The Directors: David Mamet (Encore, 11 p.m.-12 midnight, repeated throughout the month): The playwright, screenwriter, film and theater director is arguably one of the great artistic talents of our time. He often writes in iambic pentameter, giving his dialogue a heightened reality that portends much under the surface. Actors such as William H. Macy, Steve Martin, Joe Mantegna, and Rebecca Pidgeon discuss his working style.
Terry Jones' Medieval Lives (The History Channel, 7-8 p.m.): Jones, a Monty Python alum, mocks and debunks the romantic clichés about the Middle Ages. He's just as funny as he was when he pursued the Holy Grail, except here he is trying to condense hundreds of years of history into really thin slices. It's misleading to anyone who doesn't know much about the topic, but any jaunt with Terry is a joust with fun.
DNA (PBS, Sundays through Feb. 1, check local listings): From the "fingerprints" of DNA used in forensics to the foodstuffs that have been genetically engineered, DNA research is dramatically transforming the modern world. This series is heavily concerned with medical research, but it also shows how many people are concerned about the results of that work. And it doesn't help to see a scientist proclaim that there is no God and later argue for the perfectability of humans through eugenics. This documentary is a scary, cautionary tale.

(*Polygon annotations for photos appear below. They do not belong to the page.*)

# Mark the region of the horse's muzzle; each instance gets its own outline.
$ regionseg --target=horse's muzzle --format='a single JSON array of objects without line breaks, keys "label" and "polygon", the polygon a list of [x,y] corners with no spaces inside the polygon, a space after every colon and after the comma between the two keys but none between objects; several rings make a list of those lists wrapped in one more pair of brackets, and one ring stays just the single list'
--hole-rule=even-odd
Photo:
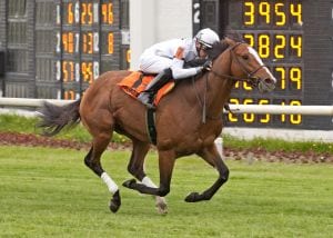
[{"label": "horse's muzzle", "polygon": [[270,92],[275,88],[275,78],[265,78],[259,81],[258,88],[261,92]]}]

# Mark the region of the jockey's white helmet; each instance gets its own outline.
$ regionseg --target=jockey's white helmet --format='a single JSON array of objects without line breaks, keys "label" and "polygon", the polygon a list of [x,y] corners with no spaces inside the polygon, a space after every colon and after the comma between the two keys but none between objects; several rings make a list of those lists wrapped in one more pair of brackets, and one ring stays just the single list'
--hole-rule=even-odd
[{"label": "jockey's white helmet", "polygon": [[220,41],[219,34],[210,28],[204,28],[195,34],[195,40],[208,48]]}]

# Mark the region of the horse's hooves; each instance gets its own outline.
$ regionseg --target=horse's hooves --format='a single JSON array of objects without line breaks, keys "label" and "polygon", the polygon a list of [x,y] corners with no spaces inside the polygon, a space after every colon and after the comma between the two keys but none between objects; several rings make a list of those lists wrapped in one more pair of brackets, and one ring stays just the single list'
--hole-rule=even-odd
[{"label": "horse's hooves", "polygon": [[115,214],[118,209],[120,208],[121,199],[119,195],[119,190],[113,195],[112,199],[110,200],[109,208],[110,210]]},{"label": "horse's hooves", "polygon": [[200,195],[199,195],[199,192],[191,192],[190,195],[188,195],[186,197],[185,197],[185,201],[186,202],[195,202],[195,201],[200,201],[201,199],[200,199]]},{"label": "horse's hooves", "polygon": [[168,206],[167,206],[167,201],[164,198],[162,197],[157,197],[157,209],[158,212],[161,215],[167,215],[168,214]]},{"label": "horse's hooves", "polygon": [[132,185],[137,184],[135,179],[129,179],[122,184],[123,187],[132,188]]},{"label": "horse's hooves", "polygon": [[167,204],[157,204],[157,209],[158,209],[158,212],[161,214],[161,215],[167,215],[168,214]]}]

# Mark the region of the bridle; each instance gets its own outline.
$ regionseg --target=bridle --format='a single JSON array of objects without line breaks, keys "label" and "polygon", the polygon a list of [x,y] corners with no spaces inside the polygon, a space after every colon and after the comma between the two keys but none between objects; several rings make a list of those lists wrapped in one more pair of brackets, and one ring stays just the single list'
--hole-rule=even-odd
[{"label": "bridle", "polygon": [[242,63],[239,59],[239,57],[235,54],[234,49],[238,48],[239,46],[243,44],[245,42],[238,42],[236,44],[234,44],[233,47],[229,48],[228,50],[231,53],[231,57],[235,59],[235,61],[239,63],[239,66],[241,67],[241,70],[246,75],[245,78],[240,78],[240,77],[234,77],[234,76],[230,76],[230,75],[223,75],[223,73],[219,73],[216,71],[214,71],[213,69],[210,70],[209,72],[212,72],[213,75],[220,77],[220,78],[226,78],[226,79],[231,79],[233,81],[243,81],[243,82],[248,82],[249,85],[256,87],[260,82],[260,78],[255,77],[254,73],[258,72],[260,69],[262,68],[268,68],[265,65],[262,65],[260,67],[258,67],[256,69],[254,69],[252,72],[250,72],[246,67],[244,66],[244,63]]}]

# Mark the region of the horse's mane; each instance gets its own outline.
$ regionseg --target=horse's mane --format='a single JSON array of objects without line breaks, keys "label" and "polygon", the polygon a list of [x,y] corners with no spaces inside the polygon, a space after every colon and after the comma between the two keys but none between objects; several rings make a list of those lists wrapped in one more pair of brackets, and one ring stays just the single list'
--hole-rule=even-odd
[{"label": "horse's mane", "polygon": [[232,39],[235,42],[243,41],[243,39],[240,34],[231,32],[231,31],[228,32],[228,34],[225,34],[220,42],[214,43],[211,49],[206,50],[206,53],[211,60],[216,59],[221,53],[223,53],[228,49],[229,44],[225,42],[225,38]]}]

The Day I Will Never Forget (Cinemax, 6:30-8 p.m.): This award-winning documentary about female genital mutilation in Africa and the Middle East follows a Somali nurse and, later, a social worker into the homes of girls who don't want it and those who have chosen it. It also documents how 16 teenage girls successfully went to court to restrain their parents from inflicting the practice on them.